REPEAT
- Last Updated: May 13, 2026
- 3 minute read
- Semaphore
- Documentation
Specifies the number of times that the rule may be repeated when the rule is a child of some sequence rule.
If there is no parent sequence rule this attribute has no effect.
Applies to
All rules except SKIP
Values
- “[NN]”
- “[NN]?” non-greedy match - new in Semaphore 3.7
Where [NN] is some number
Example
<phrase punctuation="none">
<text data="test"/>
<text data="*" repeat="1" />
<text data="data"/>
</phrase>
This would match
test some data
and
test some more data
The repeat is greedy - this means that it will use the largest repeat which is possible at a particular site in the document so given:-
test some data data
the phrase found would be all 4 words (“test some data” is a possible match but it is ignored in favour of the greedy solution “test some data data”

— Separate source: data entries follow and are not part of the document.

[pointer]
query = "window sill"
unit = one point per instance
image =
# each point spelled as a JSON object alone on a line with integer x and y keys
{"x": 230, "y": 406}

Non greedy repeat may be used by appending a ? after the repeat count so
<category class="non greedy" template="1" >
<phrase>
<text data="Start"/>
<any repeat="10?" capture="1" >
<text data="A*" />
<text data="B*" />
<text data="S*" />
</any>
<text data="Stop" />
</phrase>
</category>
<category class="greedy" template="1" >
<phrase>
<text data="Start"/>
<any repeat="10" capture="1" >
<text data="A*" />
<text data="B*" />
<text data="S*" />
</any>
<text data="Stop" />
</phrase>
</category>
on
Start A1 A2 A3 Stop S2 S3 Stop
Will match “A1 A2 A3” as non greedy and “A1 A2 A3 Stop S2 S3” in greedy mode.
Note 1
The value for the repeat is the number of repeats - not the number of occurrences. This is how the word repeat is used in English - i.e. if X is repeated once that is “XX” which is 2 occurrences of X. Despite this it is easy to think that the repeat count is the number of times a rule may occur
Note 2
The example given above is done for clarity of exposition only. The example behaviour is better implemented using a skip rule rather than a wild card text rule since <text data=“*”/> has a very large entry in the evidence table (all tokens in the document). If used heavily within a rulenet, wildcarding will cause noticeable slowdown in classification times and so should be avoided when possible.
Note 3
The skip rule may not have a repeat attribute and a warning is generated if one is applied. Also it is an error to have a repeat rule with not=“1” (in this case CS just ignores the repeat rather than generating a warning)
Note 4
There is one subtle behavioural aspect for this attribute which is probably worth mentioning
<phrase>
<expression type="person" />
<skip count="3" />
<any repeat="5" capture="1">
<text data="{adv}" />
<text data="{V}" />
</any>
</phrase>
Which captures the verbs or adverbs which occur after a persons name in a document.
The repeated any which is captured is captured in a single phrase range - this means that when this data is output from a template rule you get a single firing for this repeated rule.
However if the repeated rule is a child of some sequence with a larger syntactic unit eg:
<sequence type="sentence" >
<expression type="person" />
<skip count="3" />
<sentence repeat="5" capture="1">
<text data="{adv}" />
<text data="{V}" />
</sentence>
</sequence>
which will find the adverbs and verbs (where both occur) in subsequent sentences from a person in the document.
In this case the repeated rule (the sentence) will not join its firings into 1 phrase range but will fire for each individual sentence (even if use_zone_as_evidence=“1” is set).
This, hopefully, gives the most useful behaviour in all cases.